Kim: “A Talent for Quiet” is more than a story. It is a journey with Reanie as she finds her voice and her artistic talent. Reanie is a shy girl with a new stepdad. She’s not sure about him but she’s curious about his cameras. He takes her on a photo safari in the creek. While he teaches her about cameras, she discovers that her new stepdad is kind of nice. She also learns that she has a talent she never suspected, the ability to photograph wildlife.
I illustrated the book with photography and it includes 4 nonfiction pages: a glossary of photographic terms, tips on taking better pictures and historical tidbits about photography.
Katie: This book is geared towards 8-12 year olds.
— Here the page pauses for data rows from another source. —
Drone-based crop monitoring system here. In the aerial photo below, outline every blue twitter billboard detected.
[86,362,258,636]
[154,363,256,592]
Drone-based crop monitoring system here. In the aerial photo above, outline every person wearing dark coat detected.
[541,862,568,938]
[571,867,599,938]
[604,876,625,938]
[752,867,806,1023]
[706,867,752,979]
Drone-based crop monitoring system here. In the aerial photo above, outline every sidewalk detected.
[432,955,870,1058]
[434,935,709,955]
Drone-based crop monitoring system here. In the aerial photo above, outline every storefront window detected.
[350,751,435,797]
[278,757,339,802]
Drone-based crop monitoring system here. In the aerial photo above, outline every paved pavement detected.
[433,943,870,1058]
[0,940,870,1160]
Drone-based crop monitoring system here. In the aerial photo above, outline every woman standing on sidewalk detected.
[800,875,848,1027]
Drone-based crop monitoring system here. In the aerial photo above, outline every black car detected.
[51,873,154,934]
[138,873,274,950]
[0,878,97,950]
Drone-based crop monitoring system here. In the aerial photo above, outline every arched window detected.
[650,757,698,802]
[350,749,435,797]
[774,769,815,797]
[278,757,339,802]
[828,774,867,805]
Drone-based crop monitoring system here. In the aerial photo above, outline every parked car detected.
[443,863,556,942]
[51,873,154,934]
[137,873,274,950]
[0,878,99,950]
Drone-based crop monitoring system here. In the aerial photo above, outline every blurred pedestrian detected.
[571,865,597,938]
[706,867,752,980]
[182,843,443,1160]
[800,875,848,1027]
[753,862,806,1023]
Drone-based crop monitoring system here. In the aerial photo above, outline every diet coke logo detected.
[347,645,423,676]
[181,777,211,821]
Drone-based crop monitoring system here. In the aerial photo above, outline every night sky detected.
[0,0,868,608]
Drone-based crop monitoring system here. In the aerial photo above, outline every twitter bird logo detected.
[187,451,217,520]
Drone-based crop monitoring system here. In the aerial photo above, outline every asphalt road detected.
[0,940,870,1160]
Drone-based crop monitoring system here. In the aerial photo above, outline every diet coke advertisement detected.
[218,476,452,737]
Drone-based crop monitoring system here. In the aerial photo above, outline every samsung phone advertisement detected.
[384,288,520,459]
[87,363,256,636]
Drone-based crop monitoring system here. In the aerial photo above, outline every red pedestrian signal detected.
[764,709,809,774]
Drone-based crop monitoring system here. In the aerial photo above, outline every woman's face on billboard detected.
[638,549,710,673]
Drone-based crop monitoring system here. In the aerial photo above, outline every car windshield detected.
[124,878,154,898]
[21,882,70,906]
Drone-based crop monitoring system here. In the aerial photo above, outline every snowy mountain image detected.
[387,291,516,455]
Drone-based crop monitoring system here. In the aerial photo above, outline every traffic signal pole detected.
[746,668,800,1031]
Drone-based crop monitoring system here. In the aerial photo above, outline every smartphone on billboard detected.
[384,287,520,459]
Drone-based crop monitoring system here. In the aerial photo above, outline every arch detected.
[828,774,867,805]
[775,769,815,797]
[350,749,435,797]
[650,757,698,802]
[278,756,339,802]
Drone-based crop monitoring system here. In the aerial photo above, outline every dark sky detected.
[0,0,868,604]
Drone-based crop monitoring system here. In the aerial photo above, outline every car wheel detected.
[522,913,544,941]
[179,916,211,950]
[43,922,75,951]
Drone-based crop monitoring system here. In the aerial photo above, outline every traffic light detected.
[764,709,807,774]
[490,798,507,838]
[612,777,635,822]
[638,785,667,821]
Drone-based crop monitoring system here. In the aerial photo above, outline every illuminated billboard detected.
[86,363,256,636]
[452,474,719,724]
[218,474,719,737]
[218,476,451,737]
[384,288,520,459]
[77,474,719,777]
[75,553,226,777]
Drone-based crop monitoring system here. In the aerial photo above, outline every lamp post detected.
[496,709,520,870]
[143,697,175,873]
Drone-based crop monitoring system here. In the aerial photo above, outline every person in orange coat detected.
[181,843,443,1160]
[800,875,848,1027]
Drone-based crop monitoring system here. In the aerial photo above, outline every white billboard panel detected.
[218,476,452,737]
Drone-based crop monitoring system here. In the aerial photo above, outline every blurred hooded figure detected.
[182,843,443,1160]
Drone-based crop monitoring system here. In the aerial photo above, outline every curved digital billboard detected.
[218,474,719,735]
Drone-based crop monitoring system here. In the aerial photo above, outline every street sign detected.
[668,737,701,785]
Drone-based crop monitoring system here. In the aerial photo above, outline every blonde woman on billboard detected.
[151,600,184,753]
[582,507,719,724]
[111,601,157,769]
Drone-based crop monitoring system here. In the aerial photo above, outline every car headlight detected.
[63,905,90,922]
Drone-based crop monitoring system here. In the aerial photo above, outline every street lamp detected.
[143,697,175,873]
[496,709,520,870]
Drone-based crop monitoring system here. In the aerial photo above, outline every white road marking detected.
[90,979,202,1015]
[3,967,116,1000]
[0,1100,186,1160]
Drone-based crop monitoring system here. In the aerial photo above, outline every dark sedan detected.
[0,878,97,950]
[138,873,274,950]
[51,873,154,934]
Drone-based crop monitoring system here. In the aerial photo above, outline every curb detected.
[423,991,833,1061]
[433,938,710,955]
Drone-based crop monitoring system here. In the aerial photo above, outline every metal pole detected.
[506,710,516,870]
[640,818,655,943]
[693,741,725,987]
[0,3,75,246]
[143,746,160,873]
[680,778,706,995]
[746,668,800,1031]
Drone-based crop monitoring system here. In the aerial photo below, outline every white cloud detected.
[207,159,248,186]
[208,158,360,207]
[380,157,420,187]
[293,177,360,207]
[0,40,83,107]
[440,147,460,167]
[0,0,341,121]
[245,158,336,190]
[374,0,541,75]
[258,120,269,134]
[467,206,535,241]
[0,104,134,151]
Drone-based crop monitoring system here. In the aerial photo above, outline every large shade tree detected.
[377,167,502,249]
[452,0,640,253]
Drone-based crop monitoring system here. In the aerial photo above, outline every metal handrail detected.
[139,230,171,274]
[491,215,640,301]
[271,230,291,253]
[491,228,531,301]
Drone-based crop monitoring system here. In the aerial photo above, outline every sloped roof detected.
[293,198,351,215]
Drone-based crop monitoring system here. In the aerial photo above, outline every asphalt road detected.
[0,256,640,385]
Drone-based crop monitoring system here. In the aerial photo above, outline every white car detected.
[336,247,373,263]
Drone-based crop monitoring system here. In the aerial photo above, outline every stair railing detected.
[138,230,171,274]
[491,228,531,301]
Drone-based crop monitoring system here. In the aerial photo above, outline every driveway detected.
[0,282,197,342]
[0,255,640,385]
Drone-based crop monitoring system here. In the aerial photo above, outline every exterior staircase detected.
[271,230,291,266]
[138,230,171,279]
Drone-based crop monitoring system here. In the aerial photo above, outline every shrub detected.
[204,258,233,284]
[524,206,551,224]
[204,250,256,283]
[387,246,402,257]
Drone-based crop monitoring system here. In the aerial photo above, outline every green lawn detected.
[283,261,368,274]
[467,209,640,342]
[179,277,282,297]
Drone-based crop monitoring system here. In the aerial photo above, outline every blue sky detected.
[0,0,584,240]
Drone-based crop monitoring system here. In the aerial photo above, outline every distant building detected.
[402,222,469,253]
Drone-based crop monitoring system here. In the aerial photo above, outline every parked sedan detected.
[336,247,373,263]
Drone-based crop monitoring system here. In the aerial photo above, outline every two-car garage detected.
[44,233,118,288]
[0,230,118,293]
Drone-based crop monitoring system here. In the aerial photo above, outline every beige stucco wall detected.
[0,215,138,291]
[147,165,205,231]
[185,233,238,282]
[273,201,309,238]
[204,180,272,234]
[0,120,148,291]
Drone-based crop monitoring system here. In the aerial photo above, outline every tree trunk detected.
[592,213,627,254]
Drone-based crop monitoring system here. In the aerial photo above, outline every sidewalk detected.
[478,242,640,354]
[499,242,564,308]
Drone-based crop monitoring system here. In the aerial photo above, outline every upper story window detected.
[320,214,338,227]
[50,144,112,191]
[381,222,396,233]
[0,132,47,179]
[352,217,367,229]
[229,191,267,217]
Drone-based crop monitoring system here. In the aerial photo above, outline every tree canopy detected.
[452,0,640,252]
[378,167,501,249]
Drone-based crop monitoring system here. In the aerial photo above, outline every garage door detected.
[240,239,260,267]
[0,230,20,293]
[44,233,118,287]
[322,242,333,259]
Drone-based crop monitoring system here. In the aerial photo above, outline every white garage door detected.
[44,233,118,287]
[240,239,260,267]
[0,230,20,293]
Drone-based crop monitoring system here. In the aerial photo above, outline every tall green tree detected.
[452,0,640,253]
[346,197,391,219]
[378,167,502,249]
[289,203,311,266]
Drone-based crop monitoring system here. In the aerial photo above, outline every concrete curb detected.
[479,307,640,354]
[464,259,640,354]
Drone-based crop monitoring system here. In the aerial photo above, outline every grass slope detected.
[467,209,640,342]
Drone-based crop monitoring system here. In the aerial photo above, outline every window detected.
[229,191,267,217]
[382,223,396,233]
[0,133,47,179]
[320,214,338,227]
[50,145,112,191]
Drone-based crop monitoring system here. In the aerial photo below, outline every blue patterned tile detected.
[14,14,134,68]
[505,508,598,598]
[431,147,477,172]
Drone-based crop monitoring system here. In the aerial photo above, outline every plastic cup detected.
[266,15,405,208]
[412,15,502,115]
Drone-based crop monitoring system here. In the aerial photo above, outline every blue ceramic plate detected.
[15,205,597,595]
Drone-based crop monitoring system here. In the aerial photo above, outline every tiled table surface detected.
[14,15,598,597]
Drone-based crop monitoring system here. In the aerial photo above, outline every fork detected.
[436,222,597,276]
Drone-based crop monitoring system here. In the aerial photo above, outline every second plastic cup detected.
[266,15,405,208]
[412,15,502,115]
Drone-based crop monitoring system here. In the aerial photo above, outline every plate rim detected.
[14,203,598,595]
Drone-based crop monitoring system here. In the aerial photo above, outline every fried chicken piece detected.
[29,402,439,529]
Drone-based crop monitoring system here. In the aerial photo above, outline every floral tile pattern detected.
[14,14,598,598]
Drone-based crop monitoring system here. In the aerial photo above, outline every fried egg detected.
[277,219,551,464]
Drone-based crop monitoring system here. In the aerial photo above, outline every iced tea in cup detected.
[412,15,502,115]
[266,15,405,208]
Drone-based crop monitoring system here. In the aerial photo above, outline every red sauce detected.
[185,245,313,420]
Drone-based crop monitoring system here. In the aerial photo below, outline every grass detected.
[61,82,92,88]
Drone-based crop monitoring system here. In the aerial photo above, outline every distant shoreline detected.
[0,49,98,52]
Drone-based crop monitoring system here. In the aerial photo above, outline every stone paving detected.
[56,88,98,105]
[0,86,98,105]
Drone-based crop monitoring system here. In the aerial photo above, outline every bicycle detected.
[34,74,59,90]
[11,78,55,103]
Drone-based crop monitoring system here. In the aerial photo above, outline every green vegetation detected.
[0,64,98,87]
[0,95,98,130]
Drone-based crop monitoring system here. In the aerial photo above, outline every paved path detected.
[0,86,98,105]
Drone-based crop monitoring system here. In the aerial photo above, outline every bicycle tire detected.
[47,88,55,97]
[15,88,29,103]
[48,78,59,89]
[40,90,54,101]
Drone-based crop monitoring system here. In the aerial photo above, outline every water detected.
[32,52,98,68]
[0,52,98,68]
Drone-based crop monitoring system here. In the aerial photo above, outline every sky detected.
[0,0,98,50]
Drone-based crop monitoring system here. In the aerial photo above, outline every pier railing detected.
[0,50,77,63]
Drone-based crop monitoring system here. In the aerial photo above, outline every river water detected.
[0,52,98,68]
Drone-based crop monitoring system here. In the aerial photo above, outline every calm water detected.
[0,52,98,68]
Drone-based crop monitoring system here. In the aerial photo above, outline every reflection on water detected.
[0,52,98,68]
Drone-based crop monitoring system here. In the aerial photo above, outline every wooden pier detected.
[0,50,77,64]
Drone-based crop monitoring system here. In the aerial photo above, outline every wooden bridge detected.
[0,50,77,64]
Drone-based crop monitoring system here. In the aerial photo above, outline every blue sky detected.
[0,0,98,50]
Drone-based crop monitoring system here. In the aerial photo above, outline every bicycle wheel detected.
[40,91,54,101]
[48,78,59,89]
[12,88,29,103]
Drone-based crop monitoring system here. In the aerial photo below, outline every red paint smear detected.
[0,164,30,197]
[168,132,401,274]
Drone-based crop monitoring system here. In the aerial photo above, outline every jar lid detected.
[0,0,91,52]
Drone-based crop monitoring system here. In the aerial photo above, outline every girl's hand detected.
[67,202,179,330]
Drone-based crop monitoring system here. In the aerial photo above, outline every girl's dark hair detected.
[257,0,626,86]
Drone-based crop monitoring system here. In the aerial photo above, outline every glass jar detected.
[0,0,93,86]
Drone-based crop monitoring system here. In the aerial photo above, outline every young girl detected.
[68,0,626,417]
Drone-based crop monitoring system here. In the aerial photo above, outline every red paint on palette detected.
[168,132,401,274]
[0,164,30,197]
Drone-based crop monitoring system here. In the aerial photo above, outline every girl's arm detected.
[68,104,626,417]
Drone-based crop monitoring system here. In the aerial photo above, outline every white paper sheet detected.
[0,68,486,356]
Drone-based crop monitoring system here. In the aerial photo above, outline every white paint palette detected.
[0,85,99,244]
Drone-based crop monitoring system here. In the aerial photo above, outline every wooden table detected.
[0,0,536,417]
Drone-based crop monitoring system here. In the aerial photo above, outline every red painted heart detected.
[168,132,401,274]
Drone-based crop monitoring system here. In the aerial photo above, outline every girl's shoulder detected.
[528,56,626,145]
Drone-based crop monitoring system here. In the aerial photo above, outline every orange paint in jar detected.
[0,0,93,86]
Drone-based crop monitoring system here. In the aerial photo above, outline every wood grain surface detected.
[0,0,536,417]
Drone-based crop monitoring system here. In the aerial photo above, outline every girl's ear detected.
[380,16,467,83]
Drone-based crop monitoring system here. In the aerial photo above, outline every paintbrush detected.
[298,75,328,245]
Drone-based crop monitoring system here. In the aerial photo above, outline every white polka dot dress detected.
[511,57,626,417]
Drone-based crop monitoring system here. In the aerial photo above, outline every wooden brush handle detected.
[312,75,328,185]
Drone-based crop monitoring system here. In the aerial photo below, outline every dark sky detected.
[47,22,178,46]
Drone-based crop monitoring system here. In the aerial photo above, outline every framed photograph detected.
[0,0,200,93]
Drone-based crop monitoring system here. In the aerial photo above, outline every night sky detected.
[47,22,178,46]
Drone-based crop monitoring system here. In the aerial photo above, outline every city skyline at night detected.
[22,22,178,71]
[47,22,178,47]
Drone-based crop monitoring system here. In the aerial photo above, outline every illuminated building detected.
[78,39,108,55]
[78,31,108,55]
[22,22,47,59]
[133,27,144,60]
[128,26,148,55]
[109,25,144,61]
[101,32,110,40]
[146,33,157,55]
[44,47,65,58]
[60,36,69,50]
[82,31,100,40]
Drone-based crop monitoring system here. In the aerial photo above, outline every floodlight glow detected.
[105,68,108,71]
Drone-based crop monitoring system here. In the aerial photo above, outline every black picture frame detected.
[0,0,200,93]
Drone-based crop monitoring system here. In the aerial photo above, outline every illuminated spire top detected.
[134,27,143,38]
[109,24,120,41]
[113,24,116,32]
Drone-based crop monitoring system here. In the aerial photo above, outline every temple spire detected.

Why do you write for this age group?
Kim: I don’t write for any particular age group. I write the story as it appears in my head and then decide which group it would best fit into. At this point I will revise it to better suit that age group, but I rarely set out to specifically write a toddler book or a middle grade book. In fact, “The Stone Beach,” my YA Paranormal novella, was originally going to be a picture book, but when I started writing it, I realized that it was a story that needed an older character and audience.
That being said, I have great respect for authors who write age specific books such as early readers or picture books. My books tend to be story books that have pictures. I have come to realize that a true picture book (one that depends on the images as much as the text) is a hard thing to create. Likewise, good early readers with engaging plots and characters are true works of art. I have started delving into these worlds and may come up with something yet.
Katie: Since you write in different genres, you have a website for each of your pseudonyms. What kind of time do you spend, on the average, working on your websites each week? each month?
Kim: I spend by far the most time on my children’s site. It’s huge, with five blogs (movies, book reviews, recipes, crafts and Daily News). It has games and contests and information about all my books. There is an art gallery and schoolhouse and… well it’s huge. I spend several hours a week updating this one. My two adult sites are more static, but they each have a news blog where I post reviews and announcements. I also spend about an hour a day updating Blazing Trailers with new content.
Katie: Do you have a blog, or do your websites take the place of a blog? Why?
Kim: Some authors use their blog to drive traffic to their website, or in place of a website. I have my blog on my site for a few reasons. One, I’m a terrible blogger. I’m too busy to blog regularly. So I don’t feel that having a separate blog would be good for me. Second, the search engines like changing content, which is why they favor blogs. By keeping the content changing on my site, I take advantage of that search engine bonus. Finally, I like the creative freedom that a website gives me over a blog. I can do anything on my site, and I do.
Katie: You have said you are traditionally published, but your books come through a print on demand basis. Why did you choose that option? What makes this different than being self-published?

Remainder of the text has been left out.